I lived in one place. I want to die in another.
—Donald Revell, “The Northeast Corridor,” 1990
[I]n spite of the slow conversion of progressive ideas into the fact of history, the Dark Ages have a way of coming back. Civilization—the world of affection and reason and freedom and justice—is a luxury which must be fought for, as dangerous to possess as an oil-field or an unlucky diamond.
—Cyril Connolly, Enemies of Promise, 1938
Though you do not always see the raven, the raven always sees you; and he will steal along, by the side of your route, in the tractless desert for many miles, though when you get a sight of him, he appears always to be leaving you …
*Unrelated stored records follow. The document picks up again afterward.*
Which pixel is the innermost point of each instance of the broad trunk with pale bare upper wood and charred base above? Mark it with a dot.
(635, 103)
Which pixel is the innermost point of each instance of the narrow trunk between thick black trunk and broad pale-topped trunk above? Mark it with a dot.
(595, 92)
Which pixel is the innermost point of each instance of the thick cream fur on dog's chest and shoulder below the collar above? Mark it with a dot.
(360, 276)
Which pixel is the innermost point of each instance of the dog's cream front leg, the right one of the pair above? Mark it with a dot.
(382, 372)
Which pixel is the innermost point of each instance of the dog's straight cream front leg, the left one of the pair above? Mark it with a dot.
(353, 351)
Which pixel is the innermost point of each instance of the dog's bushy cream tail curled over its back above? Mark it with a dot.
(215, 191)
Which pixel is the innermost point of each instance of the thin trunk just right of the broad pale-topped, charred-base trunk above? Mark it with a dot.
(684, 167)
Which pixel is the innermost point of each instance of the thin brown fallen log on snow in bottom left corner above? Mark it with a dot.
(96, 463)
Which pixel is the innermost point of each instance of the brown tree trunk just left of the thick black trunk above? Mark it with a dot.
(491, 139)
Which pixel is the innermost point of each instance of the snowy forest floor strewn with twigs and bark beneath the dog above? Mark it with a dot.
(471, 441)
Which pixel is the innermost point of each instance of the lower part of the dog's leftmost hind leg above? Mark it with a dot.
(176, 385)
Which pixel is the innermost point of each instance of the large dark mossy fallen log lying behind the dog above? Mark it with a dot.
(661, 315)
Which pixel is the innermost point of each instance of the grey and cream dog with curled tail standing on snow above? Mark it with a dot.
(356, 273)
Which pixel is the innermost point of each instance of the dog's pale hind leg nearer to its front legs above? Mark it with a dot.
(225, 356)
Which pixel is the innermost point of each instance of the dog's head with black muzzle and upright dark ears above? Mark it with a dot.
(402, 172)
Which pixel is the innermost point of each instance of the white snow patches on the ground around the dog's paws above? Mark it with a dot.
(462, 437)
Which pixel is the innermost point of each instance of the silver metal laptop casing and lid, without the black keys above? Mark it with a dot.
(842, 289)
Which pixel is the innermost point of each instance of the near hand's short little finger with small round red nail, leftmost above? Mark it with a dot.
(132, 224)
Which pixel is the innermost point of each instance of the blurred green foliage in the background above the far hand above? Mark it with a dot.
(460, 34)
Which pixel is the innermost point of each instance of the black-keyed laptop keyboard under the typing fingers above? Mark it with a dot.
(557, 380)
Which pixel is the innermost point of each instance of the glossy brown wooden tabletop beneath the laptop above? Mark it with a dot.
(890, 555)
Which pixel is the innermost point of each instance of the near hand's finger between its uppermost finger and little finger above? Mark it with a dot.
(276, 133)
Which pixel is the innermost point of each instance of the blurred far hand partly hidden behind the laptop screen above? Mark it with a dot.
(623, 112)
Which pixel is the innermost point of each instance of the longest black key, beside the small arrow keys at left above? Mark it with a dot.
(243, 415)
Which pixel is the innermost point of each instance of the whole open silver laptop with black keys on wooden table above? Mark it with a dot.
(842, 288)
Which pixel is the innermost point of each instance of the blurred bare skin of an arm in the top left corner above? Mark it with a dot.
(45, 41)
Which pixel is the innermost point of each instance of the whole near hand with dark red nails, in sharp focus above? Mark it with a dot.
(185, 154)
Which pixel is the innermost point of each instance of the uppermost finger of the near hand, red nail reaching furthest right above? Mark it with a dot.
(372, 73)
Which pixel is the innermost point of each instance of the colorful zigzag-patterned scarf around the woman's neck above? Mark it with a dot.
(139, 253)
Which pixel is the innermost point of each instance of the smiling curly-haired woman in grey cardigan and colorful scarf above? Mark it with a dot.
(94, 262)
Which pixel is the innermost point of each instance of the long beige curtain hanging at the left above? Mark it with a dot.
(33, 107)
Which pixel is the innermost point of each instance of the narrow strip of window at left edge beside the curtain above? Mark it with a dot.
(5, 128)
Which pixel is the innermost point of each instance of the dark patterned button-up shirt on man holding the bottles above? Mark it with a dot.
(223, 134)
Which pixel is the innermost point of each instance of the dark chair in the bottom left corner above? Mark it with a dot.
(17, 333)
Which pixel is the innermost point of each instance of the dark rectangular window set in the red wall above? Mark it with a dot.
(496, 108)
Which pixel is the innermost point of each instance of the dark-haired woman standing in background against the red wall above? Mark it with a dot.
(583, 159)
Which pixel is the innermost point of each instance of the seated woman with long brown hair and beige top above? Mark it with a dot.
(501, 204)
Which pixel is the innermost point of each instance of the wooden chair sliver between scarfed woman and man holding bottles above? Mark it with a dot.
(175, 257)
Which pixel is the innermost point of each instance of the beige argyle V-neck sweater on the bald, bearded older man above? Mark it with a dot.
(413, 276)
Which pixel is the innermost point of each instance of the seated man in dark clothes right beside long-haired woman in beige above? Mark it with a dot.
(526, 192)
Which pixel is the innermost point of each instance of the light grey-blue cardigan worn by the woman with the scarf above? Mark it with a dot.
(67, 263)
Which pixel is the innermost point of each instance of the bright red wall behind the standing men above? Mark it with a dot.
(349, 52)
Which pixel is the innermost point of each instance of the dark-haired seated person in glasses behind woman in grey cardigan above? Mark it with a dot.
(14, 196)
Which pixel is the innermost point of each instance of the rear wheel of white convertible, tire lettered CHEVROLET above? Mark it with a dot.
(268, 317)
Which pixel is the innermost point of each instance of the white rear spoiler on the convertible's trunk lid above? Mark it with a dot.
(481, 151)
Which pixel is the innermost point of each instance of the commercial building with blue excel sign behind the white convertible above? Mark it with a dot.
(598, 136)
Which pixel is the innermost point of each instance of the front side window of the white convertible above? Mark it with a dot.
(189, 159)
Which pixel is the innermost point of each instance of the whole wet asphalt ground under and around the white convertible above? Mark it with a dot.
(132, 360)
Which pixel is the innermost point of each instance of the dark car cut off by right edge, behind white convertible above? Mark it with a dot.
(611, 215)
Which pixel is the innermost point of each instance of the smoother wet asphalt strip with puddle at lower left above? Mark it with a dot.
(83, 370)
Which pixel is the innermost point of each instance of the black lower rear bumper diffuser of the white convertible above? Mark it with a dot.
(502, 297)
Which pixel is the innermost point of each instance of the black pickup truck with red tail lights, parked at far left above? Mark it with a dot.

—Charles Frederick Partington, The British Cyclopædia of Natural History, 1836
One of the most significant facts about us may finally be that we all begin with the natural equipment to live a thousand kinds of life but end in the end having lived only one.
—Clifford Geertz, The Interpretation of Cultures, 1973
I would not fear the winter more than the shad-bush which puts forth fresh and tender leaves on its approach. … Away in some warm and sheltered recess in the swamp you find where these leaves have expanded. It is a foretaste of spring. In my latter years, let me have some shad-bush thoughts.